Year 3, Month 2, Day 3: Take That, You Bow-Tied Carp-Faced Twerp.

The Washington Post wonders why people don’t use the words they used to use:

What happened to “climate change” and “global warming”?

The Earth is still getting hotter, but those terms have nearly disappeared from political vocabulary. Instead, they have been replaced by less charged and more consumer-friendly expressions for the warming planet.

President Obama’s State of the Union address Tuesday was a prime example of this shift. The president said “climate change” just once — compared with zero mentions in the 2011 address and two in 2010. When he did utter the phrase, it was merely to acknowledge the polarized atmosphere in Washington, saying, “The differences in this chamber may be too deep right now to pass a comprehensive plan to fight climate change.” By contrast, Obama used the terms “energy” and “clean energy” nearly two dozen times.

It’s pretty rich, coming from the paper that’s given George Will a podium for fatuous bloviation for decades.

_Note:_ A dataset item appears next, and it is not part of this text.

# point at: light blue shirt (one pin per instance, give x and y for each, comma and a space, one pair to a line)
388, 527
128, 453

Sent January 28:

“Climate change” was a fortuitous choice of words for Republican strategist Frank Luntz. While he was primarily attempting to dilute public concern about global warming (and the concomitant policy changes that would have endangered the profit margins of Big Oil and Big Coal), his term’s a better descriptor. In the face of mountains of evidence, the reality of climate change is irrefutable. Even “denialists” have shifted their arguments; they now assert that while the climate is indeed changing, human beings have nothing to do with it.

It’s obvious: our politicians and media outlets have failed to address a long-term existential threat. After exploiting virulent American anti-intellectualism for years, there is now no way Republican lawmakers can engage in science-based policy-making without risking electoral reprisals. But in the face of the planetary transformations wrought by the burgeoning greenhouse effect, ignorance is a costly and immoral luxury we can no longer afford.